The issue is not between peer-to-peer conflict and counterinsurgency. While increasingly rare, peer-to-peer conflict still represents the existential threat to any country. But the real problem is matching the force to the mission without committing to occupation -- or worse still, the social transformation of the country.
Scale and Mission
The type of government that Afghanistan has is not a matter of national interest to the United States. What is of national interest is that terrorist attacks are not planned, practiced or launched from Afghanistan. Neither occupation nor transformation of the social structure is necessary to achieve this mission. What is necessary will vary in every conflict, but the key in each conflict is to contain the commitment to the smallest level possible. There are three reasons for this. First, doing so defines the mission in such a way that it can be attained. This imposes realism on the mission. Moreover, minimizing commitment avoids the scenario in which prudent withdrawal is deemed politically unacceptable. Last, it avoids the consequences of attempting to transform an entire country.
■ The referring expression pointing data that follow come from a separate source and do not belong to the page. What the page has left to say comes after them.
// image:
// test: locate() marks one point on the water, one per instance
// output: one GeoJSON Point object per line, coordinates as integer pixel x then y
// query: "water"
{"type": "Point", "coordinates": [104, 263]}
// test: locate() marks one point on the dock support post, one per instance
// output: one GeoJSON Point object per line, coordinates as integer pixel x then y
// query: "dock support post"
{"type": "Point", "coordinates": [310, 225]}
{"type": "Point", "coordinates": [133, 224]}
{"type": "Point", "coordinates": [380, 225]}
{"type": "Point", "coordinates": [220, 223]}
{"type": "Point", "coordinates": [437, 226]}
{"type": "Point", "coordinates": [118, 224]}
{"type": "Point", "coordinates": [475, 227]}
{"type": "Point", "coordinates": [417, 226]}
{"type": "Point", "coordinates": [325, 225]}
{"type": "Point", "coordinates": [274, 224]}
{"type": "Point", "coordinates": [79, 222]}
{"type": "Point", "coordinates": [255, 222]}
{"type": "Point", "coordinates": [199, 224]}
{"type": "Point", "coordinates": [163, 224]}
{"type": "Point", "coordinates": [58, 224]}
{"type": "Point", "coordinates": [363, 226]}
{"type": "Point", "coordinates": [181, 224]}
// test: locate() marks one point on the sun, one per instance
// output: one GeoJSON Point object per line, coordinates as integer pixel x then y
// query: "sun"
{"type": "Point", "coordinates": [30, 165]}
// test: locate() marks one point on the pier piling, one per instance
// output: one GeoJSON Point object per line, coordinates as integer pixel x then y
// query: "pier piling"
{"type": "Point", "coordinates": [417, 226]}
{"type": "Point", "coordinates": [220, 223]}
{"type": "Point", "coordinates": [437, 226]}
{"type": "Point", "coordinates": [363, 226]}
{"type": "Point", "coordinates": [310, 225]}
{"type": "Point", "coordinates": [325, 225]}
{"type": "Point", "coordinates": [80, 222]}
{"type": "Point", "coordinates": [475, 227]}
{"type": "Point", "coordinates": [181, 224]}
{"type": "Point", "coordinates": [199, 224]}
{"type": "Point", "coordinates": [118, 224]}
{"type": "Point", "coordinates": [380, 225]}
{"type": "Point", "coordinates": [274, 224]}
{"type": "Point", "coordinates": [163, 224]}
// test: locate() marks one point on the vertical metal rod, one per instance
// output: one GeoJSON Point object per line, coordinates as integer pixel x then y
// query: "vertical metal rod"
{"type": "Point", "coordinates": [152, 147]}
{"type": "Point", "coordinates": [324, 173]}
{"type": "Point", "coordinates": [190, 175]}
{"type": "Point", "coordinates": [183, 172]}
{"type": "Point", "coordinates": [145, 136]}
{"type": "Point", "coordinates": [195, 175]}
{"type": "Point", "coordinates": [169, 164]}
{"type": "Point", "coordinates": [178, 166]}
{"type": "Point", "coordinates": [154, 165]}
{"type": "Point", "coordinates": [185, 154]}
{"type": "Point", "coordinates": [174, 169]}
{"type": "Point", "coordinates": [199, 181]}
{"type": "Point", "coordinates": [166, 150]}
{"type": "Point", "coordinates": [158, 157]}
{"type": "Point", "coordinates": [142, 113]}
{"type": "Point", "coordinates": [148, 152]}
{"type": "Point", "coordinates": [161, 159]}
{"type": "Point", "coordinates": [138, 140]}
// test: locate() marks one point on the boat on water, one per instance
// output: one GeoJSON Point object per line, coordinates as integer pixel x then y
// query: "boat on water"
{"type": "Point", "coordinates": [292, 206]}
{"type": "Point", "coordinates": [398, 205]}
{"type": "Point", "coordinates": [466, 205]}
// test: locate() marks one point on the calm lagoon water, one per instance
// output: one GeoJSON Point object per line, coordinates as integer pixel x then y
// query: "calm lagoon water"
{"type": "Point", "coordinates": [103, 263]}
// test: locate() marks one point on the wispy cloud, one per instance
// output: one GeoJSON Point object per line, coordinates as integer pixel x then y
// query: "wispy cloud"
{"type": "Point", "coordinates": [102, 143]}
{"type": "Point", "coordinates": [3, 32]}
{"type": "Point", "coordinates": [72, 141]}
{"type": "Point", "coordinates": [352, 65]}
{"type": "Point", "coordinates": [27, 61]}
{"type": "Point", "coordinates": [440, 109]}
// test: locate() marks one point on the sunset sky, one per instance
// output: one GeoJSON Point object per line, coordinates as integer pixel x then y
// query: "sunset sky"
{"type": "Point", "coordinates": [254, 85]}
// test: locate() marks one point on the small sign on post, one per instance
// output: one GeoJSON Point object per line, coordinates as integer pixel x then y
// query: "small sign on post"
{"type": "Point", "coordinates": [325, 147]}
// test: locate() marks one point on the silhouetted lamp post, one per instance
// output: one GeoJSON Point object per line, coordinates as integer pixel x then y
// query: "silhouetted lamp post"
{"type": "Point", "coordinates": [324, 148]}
Military intervention should be a rare occurrence; when it does occur, it should be scaled to the size of the mission. In the chokepoint scenario addressed above, the goal is not to defeat an insurgency; an insurgency cannot be defeated without occupying and transforming the occupied society. The goal is to prevent the use of land based missiles against ships. Missions to destroy capabilities are politically defensible and avoid occupational warfare. They are effective counters to insurgents without turning into counterinsurgencies.
These missions require a light force readily transportable by multiple means to a target area. They should be capable of using force from the squad level to larger levels if necessary. Forces deployed must be able to return as needed and remain in theater without needing to be on the ground, taking casualties and engaging in warfare against non-essential targets and inevitably against civilians. In other words, the mission should not incur unnecessary political costs.
The key is to recognize the failure of counterinsurgency, that warfare is conducted on varying scales of size and that any force must be able to adapt to the mission, ideally operating without large onshore facilities and without moving to occupation.
The current debate over counterinsurgency opens the door to a careful consideration of not only the scalability of forces but also the imperative that the mission includes occupation only in the most extreme cases. Occupation leads to resistance, resistance leads to counterattacks and counterattacks lead to counterinsurgencies. Agile insertion of forces, normally from the sea, could beget disciplined strategic and operational planning and war termination strategies. Wars are easier to end when all that is required is for ships to sail away.
Not all wars can be handled this way, but wars that can't need to be considered very carefully. The record for these wars does not instill optimism.